Some readers will recall this IMF chart which I’ve run a few times previously.
It uses an earlier vintage of Conference Board estimates, and on that basis, New Zealand had had the lowest TFP growth of any of these OECD countries for the full period 1970 to 2007.
How about the more recent period, since 1994? Here I’ve used a larger group of countries – all the OECD countries, all the EU countries, plus Singapore, Hong Kong, and Taiwan – very similar to the set of countries I used for a range of posts back in 2015 about New Zealand’s relative performance.
Over this period on this measure, we weren’t the worst, but we weren’t far off the worst. A lot of the former eastern-bloc countries, now given the opportunity to catch-up with the West, are bunched towards the left of the chart.
And here are New Zealand and Australia shown relative to the median of these advanced countries.
And New Zealand relative to the median of the G7 countries, and to the median of the former eastern-bloc countries. Recall, after all, that the narrative of economic reform in New Zealand had also been to allow us to catch up again with the richer advanced countries.
Not an altogether pretty picture.
Of course, observant readers have probably noticed that there doesn’t seem to have been much TFP growth anywhere for the last decade or so, and that while New Zealand doesn’t look to have done particularly well during that period, we also don’t look much worse than usual. But here is how we have done relative to various other countries/sub-groups over that period.
Plenty of countries did worse than us, but among those that were quite similar to New Zealand and Australia over this period were Italy, Spain and Portugal (Greece was materially worse).
For these purposes, I’m mostly interested in how New Zealand has done relative to other countries. There is a reasonable question as to how the level of TFP can have fallen so badly in 20 years (almost 15 per cent in New Zealand if one believes this measure). TFP growth is a residual, after decomposing GDP growth into growth in the capital and labour stocks and – done properly – measuring both of those isn’t straightforward (eg it is one thing to measure total hours worked, another to get a good measure of the quality of the labour, or thus total human capital applied to production, especially in an era when tertiary education has become a lot more common). Different methodologies will produce different estimates, but so long as similar methodologies are applied for all countries we can still use the datasets for cross-country comparative purposes
All of which is a lead in to a perhaps slightly less discouraging picture for New Zealand. The OECD also produces TFP growth estimates, but for a much smaller range of countries – only 20 of their 34 member states, including none of the east European convergence economies. And there aren’t yet estimates for all the countries for 2015.

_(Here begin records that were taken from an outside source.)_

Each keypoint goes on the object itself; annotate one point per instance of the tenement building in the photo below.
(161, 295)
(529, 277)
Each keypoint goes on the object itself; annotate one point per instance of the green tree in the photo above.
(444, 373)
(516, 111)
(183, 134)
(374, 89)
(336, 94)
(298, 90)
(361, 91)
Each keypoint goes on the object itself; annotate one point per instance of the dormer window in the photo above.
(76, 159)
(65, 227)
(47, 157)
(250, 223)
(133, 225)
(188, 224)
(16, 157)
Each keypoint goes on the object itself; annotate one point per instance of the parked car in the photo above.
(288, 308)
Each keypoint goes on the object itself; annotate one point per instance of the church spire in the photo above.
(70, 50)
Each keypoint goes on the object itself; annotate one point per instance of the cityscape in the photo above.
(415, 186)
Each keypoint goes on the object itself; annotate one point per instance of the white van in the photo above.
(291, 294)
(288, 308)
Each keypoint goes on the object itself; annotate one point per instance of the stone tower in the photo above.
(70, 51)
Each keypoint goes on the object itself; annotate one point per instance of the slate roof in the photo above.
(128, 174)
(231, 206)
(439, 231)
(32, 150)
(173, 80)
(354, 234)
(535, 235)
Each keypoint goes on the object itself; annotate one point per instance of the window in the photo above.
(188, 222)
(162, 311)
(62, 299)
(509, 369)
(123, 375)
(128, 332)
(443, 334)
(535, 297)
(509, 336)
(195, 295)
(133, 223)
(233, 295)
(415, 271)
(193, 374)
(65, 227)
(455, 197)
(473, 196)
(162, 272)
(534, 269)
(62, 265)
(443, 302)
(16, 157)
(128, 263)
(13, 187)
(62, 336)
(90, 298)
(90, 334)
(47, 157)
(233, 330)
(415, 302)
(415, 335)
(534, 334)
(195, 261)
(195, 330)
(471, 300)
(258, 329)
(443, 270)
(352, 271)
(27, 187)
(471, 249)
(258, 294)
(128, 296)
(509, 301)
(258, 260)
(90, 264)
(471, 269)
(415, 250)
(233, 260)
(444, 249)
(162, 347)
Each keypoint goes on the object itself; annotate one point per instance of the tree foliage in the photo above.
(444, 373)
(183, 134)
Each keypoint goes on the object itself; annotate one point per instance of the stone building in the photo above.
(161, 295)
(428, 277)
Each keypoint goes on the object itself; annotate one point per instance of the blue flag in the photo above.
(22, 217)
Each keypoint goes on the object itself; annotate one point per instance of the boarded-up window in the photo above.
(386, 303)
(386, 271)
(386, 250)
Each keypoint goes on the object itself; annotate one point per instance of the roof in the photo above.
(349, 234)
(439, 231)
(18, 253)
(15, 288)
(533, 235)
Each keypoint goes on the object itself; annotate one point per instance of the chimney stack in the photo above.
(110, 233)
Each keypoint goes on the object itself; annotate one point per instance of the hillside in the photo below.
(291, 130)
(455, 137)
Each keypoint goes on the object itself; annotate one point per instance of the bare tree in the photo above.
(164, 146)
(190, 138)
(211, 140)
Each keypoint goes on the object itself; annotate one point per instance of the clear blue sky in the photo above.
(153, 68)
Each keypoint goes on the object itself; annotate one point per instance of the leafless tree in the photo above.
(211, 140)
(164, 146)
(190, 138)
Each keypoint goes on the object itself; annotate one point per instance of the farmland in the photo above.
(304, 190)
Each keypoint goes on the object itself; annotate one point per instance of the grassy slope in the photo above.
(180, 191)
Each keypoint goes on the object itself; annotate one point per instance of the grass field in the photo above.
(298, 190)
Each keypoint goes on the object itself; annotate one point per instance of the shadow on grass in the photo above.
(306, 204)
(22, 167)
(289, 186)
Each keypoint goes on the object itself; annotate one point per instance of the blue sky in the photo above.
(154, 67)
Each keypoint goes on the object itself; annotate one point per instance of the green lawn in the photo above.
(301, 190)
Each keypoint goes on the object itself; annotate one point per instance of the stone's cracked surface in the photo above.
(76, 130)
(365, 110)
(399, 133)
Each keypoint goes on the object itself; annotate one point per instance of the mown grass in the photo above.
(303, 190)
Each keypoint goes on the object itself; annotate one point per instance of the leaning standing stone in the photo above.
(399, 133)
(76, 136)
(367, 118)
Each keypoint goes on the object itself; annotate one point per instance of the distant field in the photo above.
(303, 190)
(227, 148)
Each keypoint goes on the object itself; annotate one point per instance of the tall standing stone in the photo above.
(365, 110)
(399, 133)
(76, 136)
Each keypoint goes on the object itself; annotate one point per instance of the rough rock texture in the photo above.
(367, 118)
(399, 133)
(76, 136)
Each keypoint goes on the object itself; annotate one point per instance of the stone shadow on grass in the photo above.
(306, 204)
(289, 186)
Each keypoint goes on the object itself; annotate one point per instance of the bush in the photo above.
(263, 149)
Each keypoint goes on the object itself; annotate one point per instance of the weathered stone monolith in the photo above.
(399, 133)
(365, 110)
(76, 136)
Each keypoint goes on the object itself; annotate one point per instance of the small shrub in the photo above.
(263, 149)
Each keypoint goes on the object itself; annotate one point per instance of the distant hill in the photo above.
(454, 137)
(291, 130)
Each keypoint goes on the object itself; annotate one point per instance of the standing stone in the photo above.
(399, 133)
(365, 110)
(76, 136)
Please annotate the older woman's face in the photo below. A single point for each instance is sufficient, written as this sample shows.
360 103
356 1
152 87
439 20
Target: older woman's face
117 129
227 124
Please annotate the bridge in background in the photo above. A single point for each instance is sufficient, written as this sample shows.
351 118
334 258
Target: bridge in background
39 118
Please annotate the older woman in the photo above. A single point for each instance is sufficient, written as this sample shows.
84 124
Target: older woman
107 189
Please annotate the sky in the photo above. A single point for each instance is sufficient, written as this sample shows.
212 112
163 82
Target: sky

But here is the comparison for 1994 to 2014 between New Zealand and this sample of the really advanced OECD countries.
The gap between New Zealand’s cumulative TFP growth and that of the other advanced economies isn’t as large as that shown on the Conference Board data (second chart above). Then again, since the OECD data doesn’t include the catching-up eastern Europeans that shouldn’t be a surprise. But what is more striking is that until 2003 we were more or less matching the other OECD countries in this sample.
Here, for comparison, is the Conference Board data for New Zealand and the OECD’s sample of (20) countries.
In the end, perhaps the pictures aren’t really that dissimilar after all. We’ve done badly relative to other traditional advanced countries and, if anything, on this measure too, the last decade or so is looking relatively worse. In other words, if there was some convergence of growth rates, it looks to have been mostly only because TFP growth in the east European countries (in the TED sample but not in the OECD’s) slowed up so very markedly (as you can see in the third chart above). That might be unfortunate for them – and some combination of policy limitations, and substantial convergence already having occurred in some countries – but doesn’t put New Zealand’s underperformance in any better light.
It is the sort of underperformance that should be leading to hard questions about the overall direction of economic policy in New Zealand. After all, if TFP growth isn’t everything about economic performance and sustained prospects for prosperity, it is typically seen as quite a large part of the picture. And we’ve just kept on doing badly.